Having One's Cake And Eating It: The Catholic Education Service Is At It Again

You would honestly have a point if you were to say that Catholics across the globe seem to genuinely enjoy courting controversy.

Just a few days ago the Vatican promised to “crack down” on “radical feminist” nuns in America.[1] How are they being radical, you might ask? Oh, you know, just suggesting that homosexuality is actually okay.[2] ‘Radical’ things like that. And last month you had the Pope declaring that Marxism “no longer corresponds to reality”.[3] This from a man in a dress and a hat who talks to imaginary men in the sky; the irony is almost palpable.

But here in the UK the local Catholics seem to think that they cannot let the Vatican have all the fun. At least that is what I think is the Catholic Education Services’ reasoning behind encouraging children attending faith schools in England and Wales to sign a petition against gay marriage.[4] Specifically, this petition, one that as of writing has 469,121 signatures and which claims that:

“Throughout history and in virtually all human societies marriage has always been the union of a man and a woman. Marriage reflects the complementary natures of men and women. Although death and divorce may prevent it, the evidence shows that children do best with a married mother and a father.”[5]

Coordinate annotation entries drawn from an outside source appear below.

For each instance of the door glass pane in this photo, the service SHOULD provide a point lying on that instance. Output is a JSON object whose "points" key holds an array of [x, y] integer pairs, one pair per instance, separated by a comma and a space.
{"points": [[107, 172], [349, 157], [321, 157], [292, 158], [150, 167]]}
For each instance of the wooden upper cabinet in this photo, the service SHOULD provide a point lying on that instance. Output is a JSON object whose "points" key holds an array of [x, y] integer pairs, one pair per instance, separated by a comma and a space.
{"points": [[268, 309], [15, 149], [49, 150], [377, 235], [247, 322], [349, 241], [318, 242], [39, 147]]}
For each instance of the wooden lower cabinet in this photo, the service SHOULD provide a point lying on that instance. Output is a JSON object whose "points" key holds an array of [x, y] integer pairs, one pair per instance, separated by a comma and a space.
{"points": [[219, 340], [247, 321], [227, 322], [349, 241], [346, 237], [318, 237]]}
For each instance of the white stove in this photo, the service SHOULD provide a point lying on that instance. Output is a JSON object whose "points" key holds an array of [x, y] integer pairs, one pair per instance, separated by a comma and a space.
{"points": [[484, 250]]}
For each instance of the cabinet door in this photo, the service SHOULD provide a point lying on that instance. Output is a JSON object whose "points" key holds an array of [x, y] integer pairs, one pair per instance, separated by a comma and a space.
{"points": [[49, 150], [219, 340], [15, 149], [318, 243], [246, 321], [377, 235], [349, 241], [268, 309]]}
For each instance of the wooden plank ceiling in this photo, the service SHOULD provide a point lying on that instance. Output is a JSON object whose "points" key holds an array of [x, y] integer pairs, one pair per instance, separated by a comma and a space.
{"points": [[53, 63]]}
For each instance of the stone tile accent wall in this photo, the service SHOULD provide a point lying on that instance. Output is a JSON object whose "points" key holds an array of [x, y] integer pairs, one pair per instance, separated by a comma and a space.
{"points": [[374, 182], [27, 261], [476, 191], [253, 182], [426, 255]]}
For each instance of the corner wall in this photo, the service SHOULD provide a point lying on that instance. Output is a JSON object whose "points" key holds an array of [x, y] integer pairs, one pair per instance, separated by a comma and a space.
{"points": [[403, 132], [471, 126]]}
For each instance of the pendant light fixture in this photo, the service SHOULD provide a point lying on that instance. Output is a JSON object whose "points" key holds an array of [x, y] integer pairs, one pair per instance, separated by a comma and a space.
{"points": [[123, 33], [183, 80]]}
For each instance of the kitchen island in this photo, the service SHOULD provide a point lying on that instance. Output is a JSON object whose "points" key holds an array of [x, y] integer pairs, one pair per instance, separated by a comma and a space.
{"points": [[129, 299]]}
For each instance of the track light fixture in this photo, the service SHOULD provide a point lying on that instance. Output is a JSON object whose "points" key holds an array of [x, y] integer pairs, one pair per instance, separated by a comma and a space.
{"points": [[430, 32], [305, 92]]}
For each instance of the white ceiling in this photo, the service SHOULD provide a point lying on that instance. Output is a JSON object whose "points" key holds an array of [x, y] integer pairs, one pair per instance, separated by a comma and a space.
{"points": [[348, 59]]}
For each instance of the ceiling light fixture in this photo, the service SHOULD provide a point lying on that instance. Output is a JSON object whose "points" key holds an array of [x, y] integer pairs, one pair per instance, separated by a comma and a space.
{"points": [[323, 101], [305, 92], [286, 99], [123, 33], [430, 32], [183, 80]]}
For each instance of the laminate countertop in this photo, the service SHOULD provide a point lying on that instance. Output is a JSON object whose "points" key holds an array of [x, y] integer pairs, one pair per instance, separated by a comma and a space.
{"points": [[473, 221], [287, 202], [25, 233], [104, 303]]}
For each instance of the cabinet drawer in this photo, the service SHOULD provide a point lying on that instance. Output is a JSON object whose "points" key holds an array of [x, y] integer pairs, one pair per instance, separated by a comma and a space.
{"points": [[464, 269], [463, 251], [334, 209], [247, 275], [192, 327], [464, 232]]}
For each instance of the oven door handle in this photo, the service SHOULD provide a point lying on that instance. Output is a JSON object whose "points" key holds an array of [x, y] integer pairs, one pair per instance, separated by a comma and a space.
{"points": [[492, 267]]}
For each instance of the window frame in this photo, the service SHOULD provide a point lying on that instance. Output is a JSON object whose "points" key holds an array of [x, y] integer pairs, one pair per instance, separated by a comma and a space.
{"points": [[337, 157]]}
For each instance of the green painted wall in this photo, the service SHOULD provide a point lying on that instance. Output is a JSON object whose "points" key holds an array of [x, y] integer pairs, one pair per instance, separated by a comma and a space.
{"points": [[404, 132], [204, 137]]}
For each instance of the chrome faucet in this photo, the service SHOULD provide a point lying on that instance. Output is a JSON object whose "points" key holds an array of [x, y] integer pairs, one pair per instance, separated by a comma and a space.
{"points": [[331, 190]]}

We’re talking about a petition with some serious logical fallacies on the go here, people. Throughout history people also kept slaves. And burned witches. I suppose we should start a petition to encourage everyone to hold to those timeless classics as well.

The backers of this petition are using the same outdated, flawed dogmas those who would see homosexuals relegated to second-class citizenship always use, wherever they are in the world. Step up to the plate Bigot-Robe-Dudes (aka. Archbishops) Vincent Nichols and Peter Smith as our example of such silly attitudes and ideas, who state in their letter to faith schools:

“A change in the law would gradually and inevitably transform society’s understanding of the purpose of marriage. It would reduce it just to the commitment of the two people involved.”[6]

Oh look everyone, it’s our old friend the Slippery Slope Fallacy. Gay marriage would cause some catastrophic shift away from the ‘sanctity of marriage’? Where have I heard this one before? At least Nichols and Smith do not claim that gay marriage would lead to people marrying their dogs/children/toasters like some of their fellows on the anti-gay side of the fence do. Case and point Lisa Severine Nolland of Core Issues Trust, the group you may remember trying to get Ex-Gay propaganda smeared across London buses earlier this month.[7]

The reaction from the other side of the fence (my side of the fence, if that was not abundantly clear already) has been swift; the British Humanist Association has condemned the move by the CES and argued that it violates several sections of the 1996 Education Act. The Welsh Government has also stepped up to the plate, promising an investigation into the whole debacle and urging Westminster to do the same.[8] Go on yourselves, Wales.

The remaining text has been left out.